Abstract
The IceCube neutrino observatory is a 1 km3 detector for Cherenkov light in the ice at the South Pole. Although the presence of a diffuse astrophysical neutrino flux has been confirmed, its origin has yet to be resolved. Given the current constraints on continuous point source searches, transient and variable objects emerge as promising, detectable source candidates. IceCube boosts the sensitivity to these types of sources by alerting third-party observatories of neutrino events clustered in direction and time. This paper will showcase several neutrino-triggered multi-messenger programs in IceCube along with their results and prospects.
Highlights
Understanding the origin of cosmic rays has been a long standing goal in astrophysics
Given the current constraints on continuous point source searches, transient and variable objects emerge as promising, detectable source candidates
Two follow-up programs are currently in operation.
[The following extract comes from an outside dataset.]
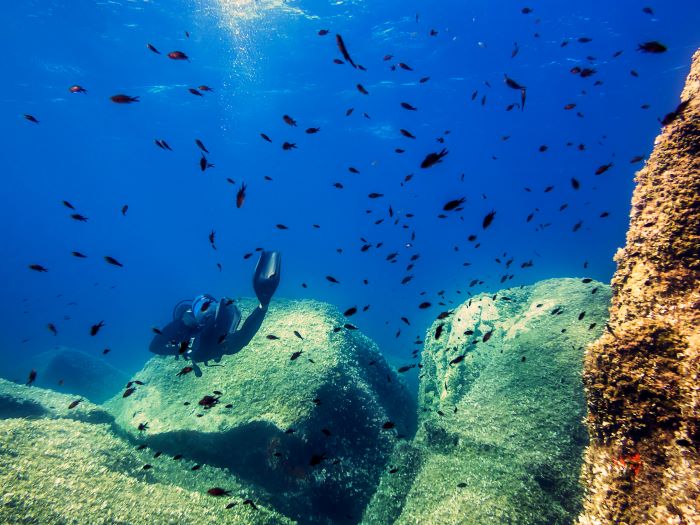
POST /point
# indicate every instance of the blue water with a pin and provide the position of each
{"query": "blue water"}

Their respective event selection and clustering analysis was run at the South Pole and only the most significant clusters triggering an alert were sent to the North through a low-latency satellite link
Summary
Understanding the origin of cosmic rays has been a long standing goal in astrophysics. Multimessenger observations, here using neutrinos and cosmic rays, can provide a viable tool in locating and understanding cosmic acceleration sites. Hadronic interactions producing cosmic rays can produce high-energetic neutrinos [1], which reach earth unabsorbed and undeflected and whose arrival directions point back to their origin likely coinciding with the sources of cosmic rays. Using them as a trigger for optical, gamma-ray and X-ray telescopes can yield more observations in e.g. gamma rays and correlated neutrinos.